New hearings on coco levy fund set
The Sandiganbayan has ordered a new round of hearings on the Coconut Industry Investment Fund (CIIF), known as coco levy funds, 14 years after the Supreme Court ruled that the funds were owned by coconut farmers.
In a 19-page resolution dated last Dec. 29, the court’s Second Division set a new round of hearings beginning on Jan. 29 to hear the arguments of companies that claimed their investments would be adversely affected by the May 7, 2004, partial summary judgment.
Funds turnover postponed
The resolution, penned by Associate Justice Michael Frederick L. Musngi with the concurrence of Associate Justices Oscar C. Herrera Jr. and Lorifel L. Pahimna, effectively postponed anew the turnover of the funds to coconut farmers.
The coco levy funds came from forced collections from coconut farmers during martial law, and were used to invest in a number of companies that were now among the biggest in the country.
The funds are estimated to amount to anywhere from P100 billion to P150 billion.
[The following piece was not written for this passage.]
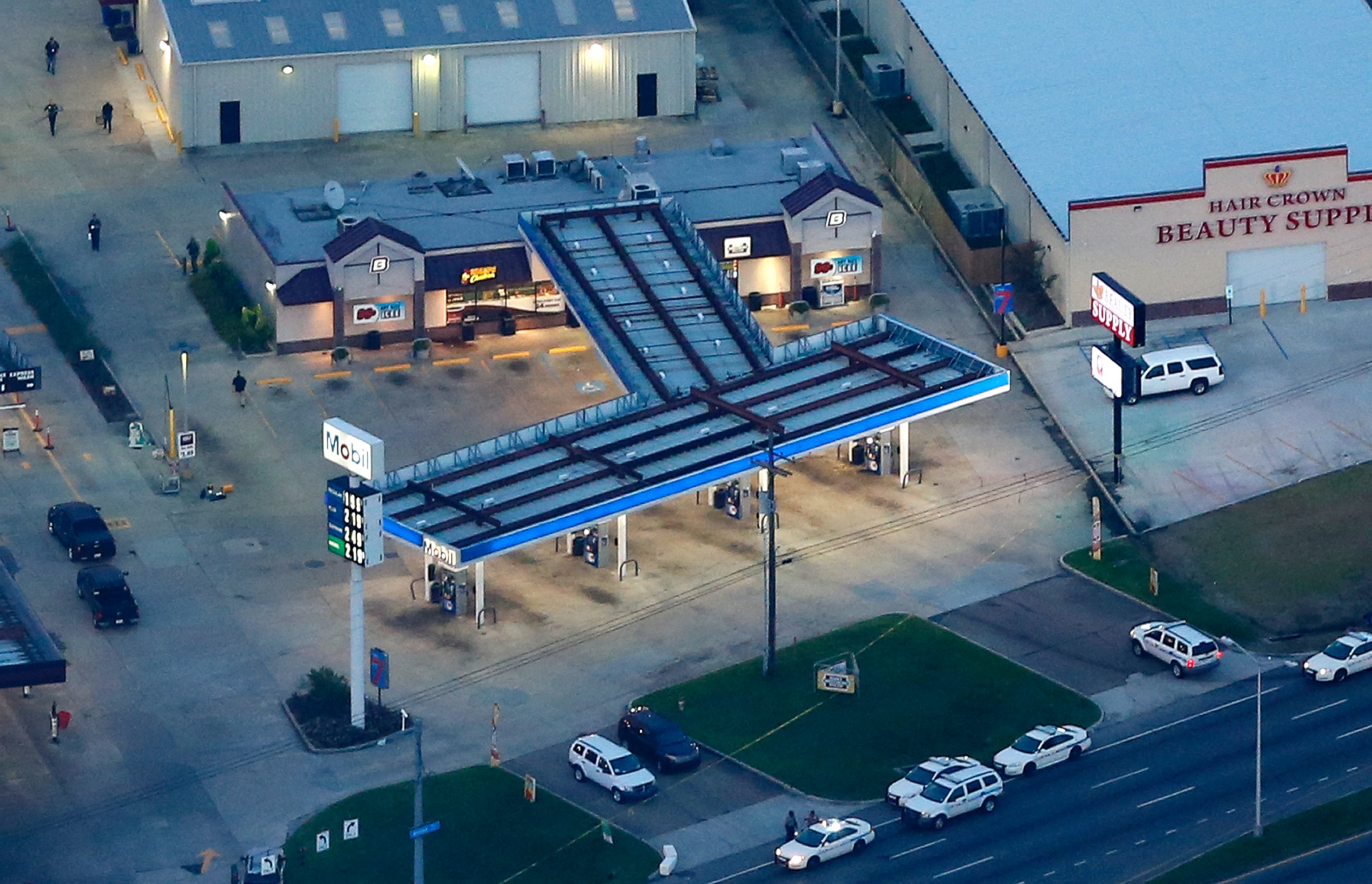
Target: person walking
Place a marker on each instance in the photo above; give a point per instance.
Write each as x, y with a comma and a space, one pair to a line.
51, 112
The sequestered United Coconut Planters Bank (UCPB) and United Coconut Planters Life Assurance Corp. (Cocolife) sought the new hearings, objecting to the government’s plea to execute the 2004 judgment that the Supreme Court upheld in its Jan. 24, 2012, decision.
“It is prudent to give the parties the opportunity to expound on their respective positions on the relevance of the said decision in resolving the clashing positions,” the resolution read.
A new round of hearings would likely delay the resolution of the government’s plea for a partial writ of execution on the judgment covering six companies known as CIIF Oil Mills Group (CIIF-OMG), their 14 holding companies, and the holding companies’ 33.13 million shares of stock worth P71.04 billion in San Miguel Corp. (SMC).
UCPB had objected to the government’s moves, claiming the partial execution would prejudice its direct interest in CIIF-OMG and the resulting 11.03 percent interest in the holding companies and the CIIF block of SMC shares.
It said the partial execution of the judgment would amount to “distribution of corporate properties without lawful dissolution.”
Instead, the bank made a counterproposal to surrender to the government the stock certificates of the CIIF companies acquired as administrator of the CIIF, while keeping the shares it acquired as a universal bank.
This would make the government and the bank both stockholders of the CIIF companies.
Like UCPB, Cocolife claimed its P7-billion investment in the CIIF companies would be affected.